Table of Contents

This post introduces a paper that proposed a deep learning technology GAN-DL1 witten by Mascolini et. al.

(Figures in this post are from the paper1)

Overview of this paper

  • Authors proposed a self-supervised learning framework called “Generative Adversarial Network Discriminator Learner (GAN-DL)1” based on NVIDIA’s StyleGAN2 architecture2.
  • GAN-DL was trained by using a public dataset RxRx19a3 consist of fluorescence microscopy images of human cells infected COVID-19.
  • Features of trained GAN-DL’s discriminator were applied to some downstream tasks like classification.
  • Methods of some previous research were used to evaluate GAN-DL’s performance.

Which points are better than others?

  • No image annotations required.
    • Some related works4 5 need labels of a target dataset to generate their embedding data.
    • On the other hand, GAN-DL works without labels and annotations.
  • Self-supervised learning.
    • Baseline (mentioned later) is based on traditional transfer learning.
    • GAN-DL is a self-supervised leaning framework.

img

img

Which points are important?

  • StyleGan2 learning was used for pre-text task with RxRx19a dataset.
  • Features of the discriminator gave a new representation space that was used to solve some downstream tasks.

Details of GAN-DL network

  • GAN-DL is a instance of StyleGAN2.
    • Fully connected mapping network was simplified to reduce original 8 layers to 3 layers.
    • The style vector that size is 512 is used for the latent space.
    • The filter size of the convolutional layer clocest to the image of both networks to 5 (input images are 5 channels, but RGB channels).
  • Training time:
    • 24 hours on TPU v3-8 node with 16GB of RAM per core.
    • 48 hours on a single Tesla V100.

Compaired counterparts

Baseline

  • A transfer learning-based image embedding for RxRx19a by Cuccarese et al.6 was used as a evaluation baseline in their paper by GAN-DL authors1.
  • Its embedding (1024-dimensional vectors, one vector per image) is generated by using DenseNet7 CNN architecture pre-trained by ImageNet8.
    • The initial convolutional layer’s is resized to 512 x 512 x 5.
    • Global avarage pooling is used to edtract the final feature map to vector of length 2208.
    • A fully connected layer of dimension 1024 is added as the embedding of the image.
    • Softmax activation and ArcFace Activation9 are used for two separate classification layers in the embedding layer.
  • Baseline was trained binitialy using RxRx1 dataset10 which is about 300GB of annotated microsopy images.
  • Its downstream task is do something on RxRx19a dataset.
  • Baseline’s embedding data is available, but source code and trained model are not.
  • GAN-DL authors1 used the available embedded data6 as the baseline in this paper.

DenseNet CNN

  • GAN-DL authors1 implemented other DenseNet CNN network.
  • DenseNet can accept RGB image but RxRx1’s image has 6 channels and RxRx19a is 5 channels.
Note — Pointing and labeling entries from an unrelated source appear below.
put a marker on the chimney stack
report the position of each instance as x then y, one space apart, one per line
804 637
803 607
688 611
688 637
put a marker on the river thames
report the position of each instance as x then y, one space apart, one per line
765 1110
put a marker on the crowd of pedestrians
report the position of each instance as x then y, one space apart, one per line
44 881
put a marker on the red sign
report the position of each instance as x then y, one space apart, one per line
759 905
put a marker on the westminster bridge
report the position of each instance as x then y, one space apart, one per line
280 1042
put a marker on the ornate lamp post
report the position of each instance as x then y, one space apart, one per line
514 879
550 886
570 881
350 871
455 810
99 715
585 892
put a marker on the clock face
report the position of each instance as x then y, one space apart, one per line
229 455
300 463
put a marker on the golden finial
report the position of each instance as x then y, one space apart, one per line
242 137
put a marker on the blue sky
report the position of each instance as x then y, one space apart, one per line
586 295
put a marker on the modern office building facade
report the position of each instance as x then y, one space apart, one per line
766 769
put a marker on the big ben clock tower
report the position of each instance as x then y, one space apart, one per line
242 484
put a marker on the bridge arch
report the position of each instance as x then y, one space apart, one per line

Therefore authors1 took two ways to reproduce baseline’s architecuture6:
    1. The ImageNet-collapsed strategy: a trainable convolutional layer (kernel size of 1) is added as the first layer of the RGB pre-trained networks, which can reduce the channel number of fluorescent image to 1 channel gray scale image, then 1 channel data is duplicated to each three channel to generate pseudo-RGB images. Added layer is learnt via fine-tuning on the given downstream task (Adam optimizer, learning rate 0.001, only a few epochs).
    2. The ImageNet-concatenated strategy: Each channel of fluorescent image is separated to 1 channel images then they are input to the network respectively. Embedding size is 5120 (1024 x 5).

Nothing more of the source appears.